The metric improved. Real patient care deteriorated.

This phenomenon has a name: Goodhart's Law, formulated by British economist Charles Goodhart in 1975: "When a measure becomes a target, it ceases to be a good measure."

The mechanism is deceptively simple yet profoundly important. Metrics are proxies—imperfect representations of what we actually care about. When metrics carry consequences (rewards, punishments, status, resources), people optimize for the metric rather than the underlying goal. The metric diverges from its purpose.

Goodhart's Law is everywhere: education (teaching to tests), healthcare (avoiding risky patients), business (vanity metrics), government (statistical manipulation), technology (engagement metrics undermining wellbeing), research (citation gaming). Any domain using metrics faces this problem.

This article explains Goodhart's Law comprehensively: the mechanism behind it, why it's nearly inevitable, classic examples across domains, the psychology of metric gaming, how to detect it, strategies for designing more robust metrics, when metrics should and shouldn't be targets, and the fundamental tension between measurement and management.


Understanding Goodhart's Law: The Core Mechanism

Before examining solutions, understand precisely why metrics break when targeted.

The Proxy Problem

Metrics are rarely the actual goal—they're indicators of goals we care about.

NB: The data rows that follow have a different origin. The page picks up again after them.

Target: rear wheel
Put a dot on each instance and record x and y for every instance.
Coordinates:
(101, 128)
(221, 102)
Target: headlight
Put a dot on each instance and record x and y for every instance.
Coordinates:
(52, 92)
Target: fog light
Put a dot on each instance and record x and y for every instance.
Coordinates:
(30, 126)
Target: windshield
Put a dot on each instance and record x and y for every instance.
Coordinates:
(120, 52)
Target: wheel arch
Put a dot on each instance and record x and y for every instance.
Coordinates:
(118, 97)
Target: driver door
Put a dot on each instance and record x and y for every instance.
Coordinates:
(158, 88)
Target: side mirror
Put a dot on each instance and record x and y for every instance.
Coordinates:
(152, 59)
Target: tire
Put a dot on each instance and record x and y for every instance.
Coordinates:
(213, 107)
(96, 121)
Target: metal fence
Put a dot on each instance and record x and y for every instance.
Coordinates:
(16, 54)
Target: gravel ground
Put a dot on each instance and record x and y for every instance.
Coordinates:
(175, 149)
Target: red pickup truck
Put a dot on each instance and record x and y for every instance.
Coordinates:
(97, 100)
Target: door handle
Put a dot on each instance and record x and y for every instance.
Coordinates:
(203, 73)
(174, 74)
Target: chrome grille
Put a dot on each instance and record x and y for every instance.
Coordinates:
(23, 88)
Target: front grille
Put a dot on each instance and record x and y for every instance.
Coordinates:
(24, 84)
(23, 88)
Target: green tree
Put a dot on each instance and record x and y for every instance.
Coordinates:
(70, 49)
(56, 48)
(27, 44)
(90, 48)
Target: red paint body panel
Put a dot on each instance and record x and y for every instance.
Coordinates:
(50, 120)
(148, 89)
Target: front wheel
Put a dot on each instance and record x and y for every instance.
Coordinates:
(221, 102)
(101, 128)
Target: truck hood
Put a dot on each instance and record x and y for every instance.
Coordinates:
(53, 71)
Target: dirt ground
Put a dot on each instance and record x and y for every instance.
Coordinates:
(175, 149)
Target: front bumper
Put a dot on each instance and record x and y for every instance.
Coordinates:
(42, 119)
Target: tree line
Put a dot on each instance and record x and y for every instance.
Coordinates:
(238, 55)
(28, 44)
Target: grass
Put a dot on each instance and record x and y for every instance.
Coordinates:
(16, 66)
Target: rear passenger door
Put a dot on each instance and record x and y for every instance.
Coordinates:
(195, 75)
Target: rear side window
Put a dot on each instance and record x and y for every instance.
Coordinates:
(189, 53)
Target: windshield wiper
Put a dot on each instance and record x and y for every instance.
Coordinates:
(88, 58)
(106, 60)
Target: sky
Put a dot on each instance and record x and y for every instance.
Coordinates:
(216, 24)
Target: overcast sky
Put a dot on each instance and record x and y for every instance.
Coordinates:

Actual Goal Metric Proxy Gap
Student understanding Test scores Tests measure narrow slice of understanding
Customer satisfaction Survey ratings Surveys sample opinions, not full experience
Employee productivity Hours worked Hours ≠ valuable output
Hospital quality Mortality rate Sickest patients avoided to protect metric
Code quality Lines of code More lines often means worse quality
Website value Page views Views without engagement or value

The gap between goal and proxy creates opportunity for gaming. When the proxy becomes the target, rational actors maximize the proxy even when doing so undermines the goal.

The Optimization Dynamic

Step 1: Metric introduced as indicator of performance

Initially, metric correlates with goal. High-performing entities naturally score well; low performers score poorly. Metric provides useful information.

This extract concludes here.